C’est bien mieux, mais c’est encore sous les derniers objectifs fixés par le constructeur, qui devait être de 2 500 Model 3 produites par semaine à la fin du mois de mars. Autrement dit, Tesla continue d’accroitre son retard et certains commencent à douter que le constructeur pourra atteindre un jour les chiffres nécessaires pour faire de ce nouveau modèle le succès qu’il devait être. Elon Musk se dit confiant pour que ces progrès s’accélèrent et atteignent 8 000 véhicules Tesla (tous modèles confondus) produits par semaine à la fin de l’année.
Quoi qu’il en soit, le patron a décidé de prendre les choses en main et Elon Musk supervise désormais personnellement la production de la Model 3, quitte à dormir même sur place. Est-ce que cela sera suffisant ? Tesla devrait indiquer officiellement son rythme de production à l’annonce de ses résultats financiers, ce qui permettra de vérifier les progrès.
Le plus grand rappel organisé par Tesla
Produire vite, c’est vital pour Tesla, mais produire bien serait encore mieux. Le constructeur a souvent eu des difficultés avec la qualité de ses modèles, surtout les premiers exemplaires à sortir des chaînes de production. Sur la Model X, par exemple, les portes arrière ont nécessité plusieurs ajustements pour atteindre la fiabilité que l’on peut exiger sur un SUV premium. La Model 3 n’est pas en reste, avec des soucis d’ajustements de la carrosserie constatés sur les premiers véhicules commercialisés.
À la fin de la semaine dernière, Tesla lançait un rappel à grande échelle, le plus grand de son histoire. 123 000 Model S produites avant avril 2016 devront passer au garage pour corriger une défaillance sur la direction assistée, des boulons qui peuvent souffrir prématurément de corrosion. Le constructeur précise qu’il n’y a aucun accident connu associé à ce problème et qu’il préfère prendre ses précautions par mesure de sécurité, même si d’après ses estimations, seules 0,02 % des voitures en circulation aux États-Unis seraient touchées.
Les précédents rappels de masse concernaient la ceinture de sécurité (90 000 Model S en 2015) et les freins (53 000 Model S et Model X en 2017). Ces rappels ne sont pas rares dans l’industrie automobile, mais Tesla étant un petit constructeur automobile, la part de modèles concernés est nécessairement plus importante. On imagine en tout cas que le constructeur se serait bien passé d’une mauvaise nouvelle supplémentaire en si peu de temps…
Tesla se veut optimiste
[MàJ 3/04/2018 15h17] : signe que la polémique enfle, le constructeur a répondu en publiant un communiqué de presse très positif. Tesla officialise ainsi le chiffre de 2 000 Model 3 produites chaque semaine et maintient son objectif de 5 000 par semaine dans trois mois.

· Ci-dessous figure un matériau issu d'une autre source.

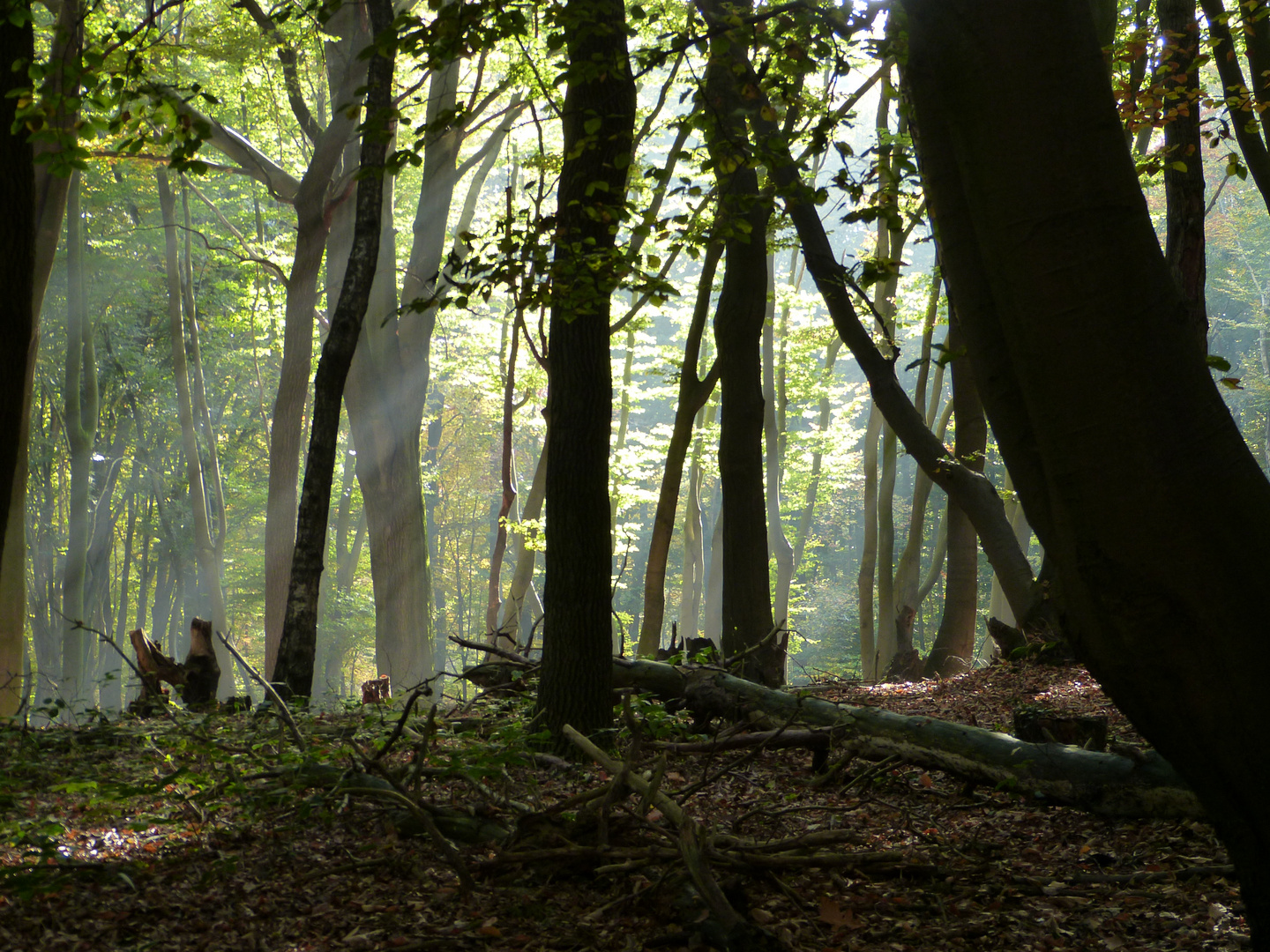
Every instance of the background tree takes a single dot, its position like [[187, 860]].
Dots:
[[598, 124], [1123, 470]]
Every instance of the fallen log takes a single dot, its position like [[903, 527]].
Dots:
[[1106, 784]]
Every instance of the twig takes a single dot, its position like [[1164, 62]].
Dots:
[[669, 807], [494, 651], [397, 732], [447, 848], [283, 711]]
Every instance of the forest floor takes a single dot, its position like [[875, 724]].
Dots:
[[193, 833]]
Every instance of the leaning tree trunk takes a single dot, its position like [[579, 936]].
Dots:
[[1133, 473], [773, 439], [1184, 161], [598, 124], [17, 319], [79, 419], [954, 643], [743, 216], [300, 628], [312, 224], [205, 550], [693, 392]]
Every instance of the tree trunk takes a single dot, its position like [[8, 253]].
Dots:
[[693, 539], [1124, 469], [742, 221], [954, 643], [975, 494], [205, 550], [773, 438], [906, 602], [804, 521], [1184, 187], [286, 433], [79, 419], [18, 260], [598, 123], [300, 628], [525, 557], [1109, 785], [507, 482], [870, 658], [693, 394]]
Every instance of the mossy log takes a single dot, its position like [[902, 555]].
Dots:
[[1142, 785]]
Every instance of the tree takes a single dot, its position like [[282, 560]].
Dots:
[[299, 643], [598, 123], [17, 319], [1132, 471], [739, 314]]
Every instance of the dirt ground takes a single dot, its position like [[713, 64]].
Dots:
[[193, 833]]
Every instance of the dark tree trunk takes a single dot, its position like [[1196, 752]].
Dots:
[[17, 314], [598, 124], [739, 315], [1184, 187], [975, 494], [954, 643], [300, 628], [1132, 472], [693, 394], [312, 222]]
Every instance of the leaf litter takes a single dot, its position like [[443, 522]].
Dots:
[[215, 833]]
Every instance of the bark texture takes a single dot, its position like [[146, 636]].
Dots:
[[954, 643], [300, 629], [1133, 475], [739, 314], [1184, 165], [693, 394], [598, 123]]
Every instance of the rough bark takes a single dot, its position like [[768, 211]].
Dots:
[[973, 492], [870, 666], [954, 643], [773, 439], [598, 124], [205, 550], [311, 201], [693, 394], [1184, 164], [79, 420], [1047, 773], [300, 628], [1124, 470], [738, 324], [17, 320], [521, 587]]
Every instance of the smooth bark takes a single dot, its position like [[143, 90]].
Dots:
[[205, 550], [954, 643], [973, 492], [598, 124], [1184, 161], [79, 420], [314, 204], [1133, 475], [300, 628], [738, 325], [693, 394]]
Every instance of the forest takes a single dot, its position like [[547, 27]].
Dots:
[[501, 398]]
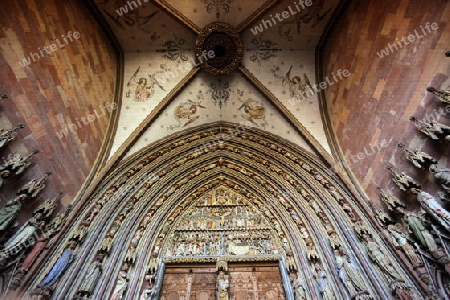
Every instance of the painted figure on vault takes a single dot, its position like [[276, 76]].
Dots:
[[254, 110], [187, 111], [144, 89]]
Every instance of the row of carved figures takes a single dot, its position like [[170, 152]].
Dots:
[[21, 245], [424, 236]]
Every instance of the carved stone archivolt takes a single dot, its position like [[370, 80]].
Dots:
[[248, 198]]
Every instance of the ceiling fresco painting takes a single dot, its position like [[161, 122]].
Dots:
[[209, 99]]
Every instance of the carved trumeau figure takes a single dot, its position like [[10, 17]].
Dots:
[[59, 267], [350, 275], [383, 218], [430, 204], [7, 135], [299, 288], [433, 129], [150, 293], [121, 283], [22, 240], [403, 181], [400, 240], [46, 239], [418, 158], [442, 175], [443, 96], [48, 206], [92, 275], [9, 212], [392, 202], [380, 258], [222, 286], [33, 187], [15, 165], [417, 225]]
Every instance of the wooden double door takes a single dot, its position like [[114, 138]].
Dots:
[[258, 281]]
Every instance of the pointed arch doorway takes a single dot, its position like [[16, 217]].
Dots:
[[247, 281], [222, 247]]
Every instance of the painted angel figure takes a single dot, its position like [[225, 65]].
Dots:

L’entreprise salue aussi la qualité des Model 3 sorties de son usine, en indiquant que les premiers (rares) clients étaient extrêmement satisfaits de leur voiture. Le score de satisfaction dépasse 93 % si l’on en croit Tesla, c’est le plus haut de son histoire. Reste maintenant à augmenter la production pour que tous les clients intéressés puissent être servis.